If I compile this code -

struct test {char a; int b;}
test;
printf("%ld", sizeof(test);

then the output is - 8 I assumed it because of 4 bytes padding , I mean 1+3+4 now I tried this code-

struct test{char a; double b;} 
test;

and this gave me 16 bytes, then I thought, may be it is because of 8 bytes padding, ie- 1+7+8 now when I tried this code -

struct test{char a; long double b; char c;}
test;

this gave me 48 bytes

In my system using gcc , int = 4 byte, double = 8 byte, char = 1 byte ,long double = 16 byte.
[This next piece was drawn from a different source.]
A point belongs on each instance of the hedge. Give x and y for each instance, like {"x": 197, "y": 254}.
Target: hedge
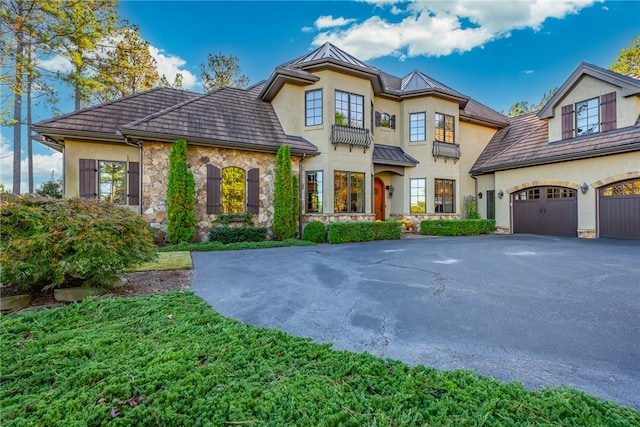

My question is how this works? Why not a uniform padding?

Answer 1

You changed the pattern with your third structure. If you had this third structure instead, you would have gotten numbers consistent with the pattern for the first two:

struct A { char a; int b; };         // 1 +  3 +  4 =  8
struct B { char a; double b; };      // 1 +  7 +  8 = 16
struct C { char a; long double b; }; // 1 + 15 + 16 = 32

Now, when you put another char after the long double , you only need one more byte for that, but the compiler adds another 15 bytes of padding:

struct D { char a; long double b; char c; }; // 1 + 15 + 16 + 1 + 15?!

I think the question you're really trying to ask is, why does it do that? It does that because of arrays. The C standard says that there can never be any padding in between the elements of an array. But for the interior padding to do its job of keeping b properly aligned to 16 bytes, struct D must itself be aligned to 16 bytes. If struct D were 33 bytes long, the second element of an array struct D dee[2] would be misaligned. So the compiler must insert more padding at the end of struct D to make its size a multiple of its alignment.